Getting good copy often means getting a good interview, which takes a bit of skill. I became a pretty decent interviewer out of necessity. In the olden times, we jetted about the country doing product testimonial videos in hospitals far and wide. We corporate video dudes would tend to our 300lbs of gear, and leave the interviewing duties to the marketing managers.  Thinking it was one more headache we didn’t need, we got three other headaches instead.

First of all, I think marketers can be too close to their products. By the time we reach testimonial video stage, this new device is all that the marketer has lived and breathed for two or three years.  Their perspective is skewed, and it affects the types of questions they ask. For example, I’m sure it was a high-five moment when the design team picked the capacitor that made the bed motor 1% more efficient, but don’t expect the lady from Housekeeping to give a damn about it.

This brings up one of the basic rules I have learned: ask people what they know and/or care about. Don’t ask the VP of Finance how easy it is to clean under the mattress, and don’t ask the $8-an-hour medical assistant about macro trends in the health care industry. No, I’m not making up these examples.

And how about a little interviewing skill, folks? An Ivy-league MBA  does not guarantee interviewing ability. From what I have seen, it’s pretty much the opposite.  Example:

VP of Nursing: “Here at Sisters of Mercy, there are three critical elements to our patient safety initiative.”

Interviewer: “Super. Next question…”

Me (whispering): “Uhh, dude, don’t you want to know what the elements are?”

Interviewer: “Oh great, now I’ve lost my place!”

Another mistake is heading out on the road without a clear idea of the story you are trying to tell. By the time it magically crystallizes in your head, you’re on your fifth city. You realize that each of your 40-minute interviews could have been about 20 minutes if you had properly focused. You also realize that you could have made those 1:30 flights, instead of the 5:15’s.  The 1:30 flight, by the way, is the Gold Standard of interviewing success!
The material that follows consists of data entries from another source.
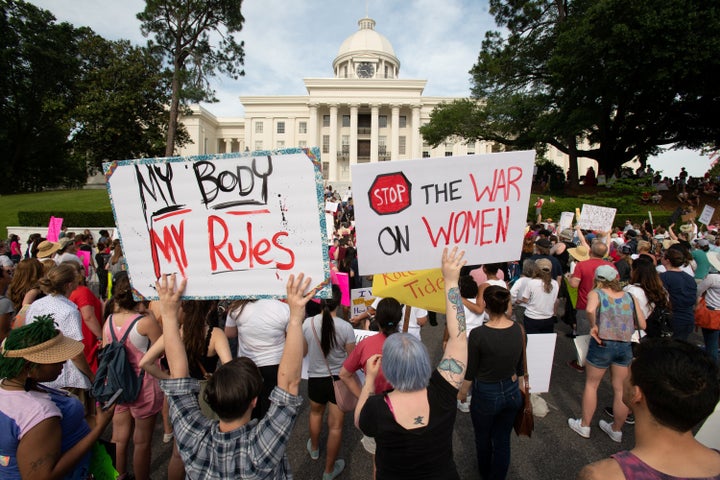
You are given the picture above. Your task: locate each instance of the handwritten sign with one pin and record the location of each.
(236, 225)
(360, 299)
(596, 218)
(54, 227)
(422, 288)
(706, 216)
(407, 212)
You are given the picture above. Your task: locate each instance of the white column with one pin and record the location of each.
(395, 132)
(353, 134)
(374, 111)
(312, 127)
(416, 138)
(332, 157)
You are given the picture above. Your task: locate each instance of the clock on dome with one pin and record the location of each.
(365, 70)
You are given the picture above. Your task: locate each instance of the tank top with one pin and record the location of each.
(616, 319)
(635, 469)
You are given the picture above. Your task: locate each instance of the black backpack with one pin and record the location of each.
(659, 323)
(115, 370)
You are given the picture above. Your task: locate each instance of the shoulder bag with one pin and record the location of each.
(524, 421)
(344, 398)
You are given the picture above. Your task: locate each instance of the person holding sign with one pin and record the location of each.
(233, 447)
(413, 424)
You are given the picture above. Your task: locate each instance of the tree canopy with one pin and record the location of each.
(196, 37)
(605, 79)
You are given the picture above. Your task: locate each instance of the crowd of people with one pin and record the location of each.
(225, 376)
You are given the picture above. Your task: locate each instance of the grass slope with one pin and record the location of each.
(60, 200)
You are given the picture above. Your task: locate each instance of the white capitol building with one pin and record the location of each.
(365, 113)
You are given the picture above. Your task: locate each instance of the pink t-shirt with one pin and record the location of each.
(360, 355)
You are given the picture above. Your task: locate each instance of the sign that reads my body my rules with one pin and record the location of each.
(407, 212)
(236, 225)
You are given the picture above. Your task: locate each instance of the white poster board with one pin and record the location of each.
(236, 225)
(597, 218)
(540, 351)
(566, 219)
(706, 216)
(406, 212)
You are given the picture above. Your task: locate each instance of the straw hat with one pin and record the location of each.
(714, 259)
(56, 350)
(47, 248)
(579, 253)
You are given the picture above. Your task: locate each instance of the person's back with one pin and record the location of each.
(667, 406)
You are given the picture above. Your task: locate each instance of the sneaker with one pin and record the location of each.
(576, 425)
(630, 420)
(607, 428)
(575, 366)
(314, 454)
(337, 470)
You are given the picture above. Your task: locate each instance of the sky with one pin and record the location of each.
(286, 41)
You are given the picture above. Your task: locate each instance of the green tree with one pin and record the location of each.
(39, 65)
(185, 30)
(603, 79)
(122, 108)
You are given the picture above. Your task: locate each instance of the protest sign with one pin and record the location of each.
(360, 299)
(406, 212)
(421, 288)
(236, 225)
(706, 216)
(54, 227)
(596, 218)
(566, 219)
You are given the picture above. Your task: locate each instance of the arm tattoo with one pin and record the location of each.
(455, 369)
(456, 302)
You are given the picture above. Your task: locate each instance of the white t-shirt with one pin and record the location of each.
(261, 330)
(540, 304)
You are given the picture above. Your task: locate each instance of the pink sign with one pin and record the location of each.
(54, 227)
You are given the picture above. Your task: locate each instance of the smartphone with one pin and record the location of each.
(112, 399)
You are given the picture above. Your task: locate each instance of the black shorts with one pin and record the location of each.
(320, 389)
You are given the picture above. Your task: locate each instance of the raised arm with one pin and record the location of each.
(291, 361)
(169, 303)
(454, 362)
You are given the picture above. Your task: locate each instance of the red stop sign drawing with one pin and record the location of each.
(390, 193)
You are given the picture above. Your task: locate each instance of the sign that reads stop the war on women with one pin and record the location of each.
(407, 212)
(235, 225)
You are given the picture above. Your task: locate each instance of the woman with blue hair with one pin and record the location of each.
(413, 424)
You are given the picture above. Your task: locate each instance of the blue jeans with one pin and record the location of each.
(493, 409)
(711, 342)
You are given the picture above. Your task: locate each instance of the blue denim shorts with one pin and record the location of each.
(610, 352)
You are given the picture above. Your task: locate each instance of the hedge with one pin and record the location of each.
(70, 219)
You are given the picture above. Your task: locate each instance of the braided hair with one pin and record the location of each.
(40, 331)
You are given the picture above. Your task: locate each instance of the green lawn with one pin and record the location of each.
(61, 200)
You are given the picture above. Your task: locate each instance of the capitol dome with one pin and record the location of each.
(366, 54)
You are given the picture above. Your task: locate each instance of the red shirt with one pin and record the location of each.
(360, 355)
(585, 271)
(82, 297)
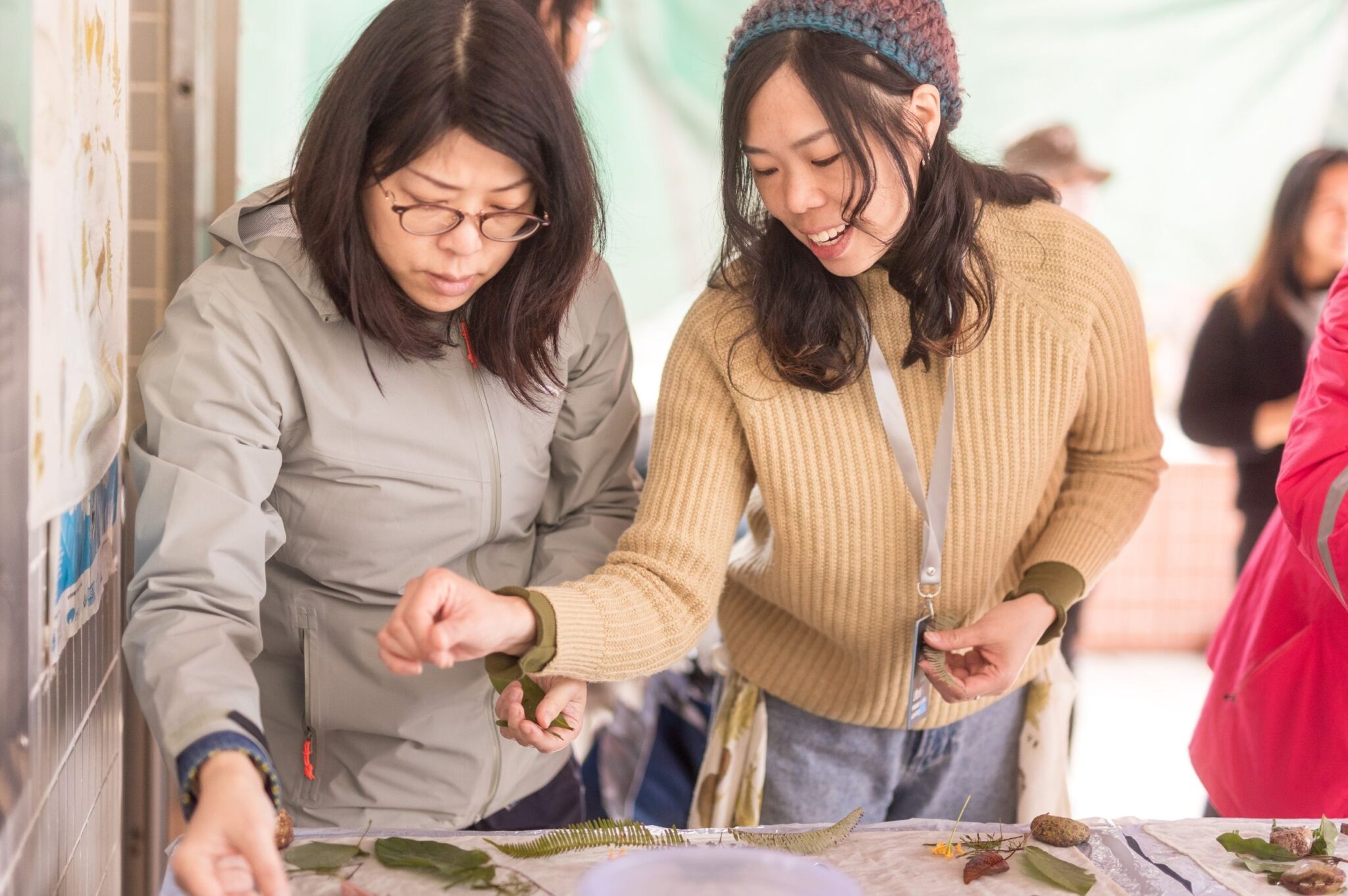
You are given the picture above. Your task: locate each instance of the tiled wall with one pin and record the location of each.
(1174, 580)
(66, 833)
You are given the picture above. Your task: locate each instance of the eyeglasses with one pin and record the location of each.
(433, 220)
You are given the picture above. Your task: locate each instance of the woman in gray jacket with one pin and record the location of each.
(405, 356)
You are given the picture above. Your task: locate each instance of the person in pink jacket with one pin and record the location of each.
(1272, 741)
(1314, 462)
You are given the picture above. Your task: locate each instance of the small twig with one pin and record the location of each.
(519, 874)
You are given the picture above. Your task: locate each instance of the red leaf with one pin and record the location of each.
(983, 864)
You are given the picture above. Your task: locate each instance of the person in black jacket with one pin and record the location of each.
(1251, 352)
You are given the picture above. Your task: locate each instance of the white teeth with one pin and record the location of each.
(827, 236)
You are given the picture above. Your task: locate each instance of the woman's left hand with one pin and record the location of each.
(565, 698)
(998, 646)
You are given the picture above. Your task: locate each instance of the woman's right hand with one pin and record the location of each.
(445, 619)
(230, 848)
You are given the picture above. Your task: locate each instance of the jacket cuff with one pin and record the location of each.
(1060, 584)
(192, 759)
(545, 624)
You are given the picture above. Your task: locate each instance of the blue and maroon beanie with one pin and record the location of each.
(913, 34)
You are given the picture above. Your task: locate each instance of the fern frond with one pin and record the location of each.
(802, 843)
(606, 832)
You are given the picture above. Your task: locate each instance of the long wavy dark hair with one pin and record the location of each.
(423, 69)
(813, 325)
(1274, 279)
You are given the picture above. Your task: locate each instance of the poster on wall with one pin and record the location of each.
(77, 249)
(82, 557)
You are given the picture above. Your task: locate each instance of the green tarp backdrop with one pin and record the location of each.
(1196, 105)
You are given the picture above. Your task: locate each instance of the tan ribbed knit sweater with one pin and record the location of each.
(1057, 456)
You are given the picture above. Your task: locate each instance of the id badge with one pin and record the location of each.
(920, 686)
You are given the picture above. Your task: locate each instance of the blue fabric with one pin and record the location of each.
(203, 748)
(819, 770)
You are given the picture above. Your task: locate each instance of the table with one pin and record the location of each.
(886, 859)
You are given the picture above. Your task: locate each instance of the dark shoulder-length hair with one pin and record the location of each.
(813, 325)
(1274, 281)
(421, 69)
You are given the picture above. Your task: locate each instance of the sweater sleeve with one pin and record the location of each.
(1114, 445)
(1212, 410)
(648, 605)
(1314, 465)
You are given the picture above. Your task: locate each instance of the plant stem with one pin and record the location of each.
(519, 874)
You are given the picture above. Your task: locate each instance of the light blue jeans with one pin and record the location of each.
(820, 770)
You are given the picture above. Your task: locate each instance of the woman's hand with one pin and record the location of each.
(565, 697)
(231, 843)
(445, 619)
(999, 645)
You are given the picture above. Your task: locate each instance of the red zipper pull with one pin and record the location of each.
(468, 345)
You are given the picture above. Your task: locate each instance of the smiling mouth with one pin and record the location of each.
(831, 236)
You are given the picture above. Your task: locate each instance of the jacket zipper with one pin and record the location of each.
(495, 462)
(309, 724)
(1250, 673)
(496, 766)
(472, 557)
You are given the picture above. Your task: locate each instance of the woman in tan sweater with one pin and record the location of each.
(864, 259)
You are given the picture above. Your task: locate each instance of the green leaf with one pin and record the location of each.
(428, 855)
(1056, 872)
(1326, 840)
(323, 857)
(804, 843)
(1254, 848)
(1273, 870)
(606, 832)
(503, 668)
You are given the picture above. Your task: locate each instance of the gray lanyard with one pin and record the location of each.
(935, 501)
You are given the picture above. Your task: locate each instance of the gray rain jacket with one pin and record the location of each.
(285, 503)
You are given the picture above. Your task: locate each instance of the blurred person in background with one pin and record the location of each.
(1052, 154)
(864, 261)
(1272, 740)
(1250, 355)
(576, 32)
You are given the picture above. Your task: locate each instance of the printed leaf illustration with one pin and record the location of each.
(1056, 872)
(503, 668)
(802, 843)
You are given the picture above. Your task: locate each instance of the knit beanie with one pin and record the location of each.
(913, 34)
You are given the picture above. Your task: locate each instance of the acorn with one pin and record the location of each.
(1295, 840)
(1313, 878)
(1056, 830)
(285, 830)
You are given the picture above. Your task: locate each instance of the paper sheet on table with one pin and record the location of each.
(885, 862)
(1197, 838)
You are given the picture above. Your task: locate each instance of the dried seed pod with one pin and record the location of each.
(983, 864)
(285, 830)
(1312, 878)
(1056, 830)
(1295, 840)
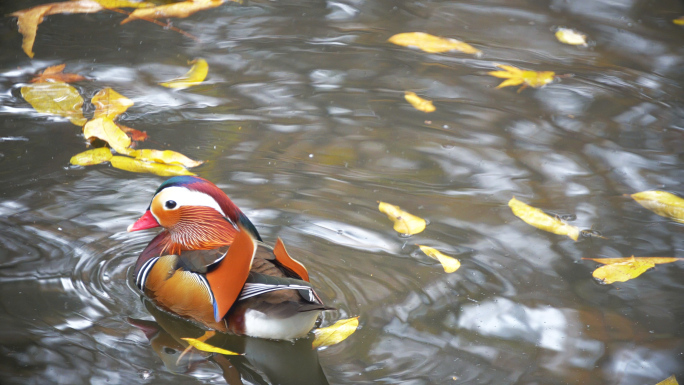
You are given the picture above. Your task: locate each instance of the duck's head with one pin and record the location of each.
(193, 210)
Anyway, after about a dozen or so of these adventures, we finally kicked the marketing manager to the curb (or ditched him at baggage claim, I don’t recall.)  Logistically, things got easier almost immediately.  Eventually, the interviews got better as well. Today, I can honestly say that I am a darn good interviewer, either for video, web or print. I’ve even been known to ask a follow-up question or two!